Esta tensión también la siente la mascota. Los traslados, los lugares extraños o la separación temporal de las personas con quienes convive son motivo suficiente para generarla.
Los consentidos de viaje
Si su mascota irá al viaje, es importante imitar en la medida en que se pueda el entorno al que estará sometida durante el trayecto antes de realizarlo. De esta manera, verá como reacciona.
Igualmente, debe adquirir los equipos necesarios para el traslado: bolsos, estuches, jaulas, correas y forros, de acuerdo con el reglamento del medio de transporte en el que viaje. Así evitará que el animal se lastime o incomode a otros.
Mascotas en casa
Si la mascota no irá de viaje con las personas de su entorno, es importante no dejarla sola, ya que los niveles de estrés a los que se somete son muy elevados y puede verse afectada su salud.
Una opción de bajo impacto psicológico para el animal es permitirle a un familiar cercano que se quede en la casa con él.
Al tratarse de una persona conocida, no habrá temores o desconfianzas, y se generará un clima de comodidad y compañía.
Si esto no es posible, se puede dejar a la mascota en casa de alguna persona que esté disponible para cuidarla.
Al recurrir a esta opción se deben tener en cuenta varios aspectos.
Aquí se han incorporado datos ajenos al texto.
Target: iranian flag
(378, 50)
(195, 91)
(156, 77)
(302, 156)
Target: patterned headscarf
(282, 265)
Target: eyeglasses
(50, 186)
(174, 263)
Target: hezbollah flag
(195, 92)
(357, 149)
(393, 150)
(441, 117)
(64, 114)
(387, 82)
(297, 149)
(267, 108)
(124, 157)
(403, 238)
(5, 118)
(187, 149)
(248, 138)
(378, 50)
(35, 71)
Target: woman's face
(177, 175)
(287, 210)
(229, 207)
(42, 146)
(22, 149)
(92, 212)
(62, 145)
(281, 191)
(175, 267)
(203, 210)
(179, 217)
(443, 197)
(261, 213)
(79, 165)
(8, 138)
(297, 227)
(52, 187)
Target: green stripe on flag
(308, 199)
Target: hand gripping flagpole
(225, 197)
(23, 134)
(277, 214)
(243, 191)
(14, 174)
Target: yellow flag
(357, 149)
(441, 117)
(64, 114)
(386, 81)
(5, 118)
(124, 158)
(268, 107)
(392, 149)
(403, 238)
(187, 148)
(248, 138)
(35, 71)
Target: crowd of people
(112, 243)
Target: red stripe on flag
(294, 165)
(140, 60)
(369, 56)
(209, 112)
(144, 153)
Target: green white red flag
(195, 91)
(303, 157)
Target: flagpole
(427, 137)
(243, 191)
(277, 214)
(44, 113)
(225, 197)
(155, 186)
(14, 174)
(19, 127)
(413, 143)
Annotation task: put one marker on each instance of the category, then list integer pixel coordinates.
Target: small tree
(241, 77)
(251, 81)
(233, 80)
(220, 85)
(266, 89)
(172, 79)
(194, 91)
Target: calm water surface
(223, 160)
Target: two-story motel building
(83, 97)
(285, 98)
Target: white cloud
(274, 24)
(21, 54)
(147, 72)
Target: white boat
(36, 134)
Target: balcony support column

Si esta persona posee otras mascotas en casa, se debe cuidar que éstas puedan interactuar entre sí sin peligro.
Igualmente, es importante que la persona encargada sepa qué tipo de alimento puede comer, si está bajo medicación y cuales son los datos de contacto del veterinario.
De esta manera, tanto mascotas como cuidadores estarán más tranquilos durante los viajes.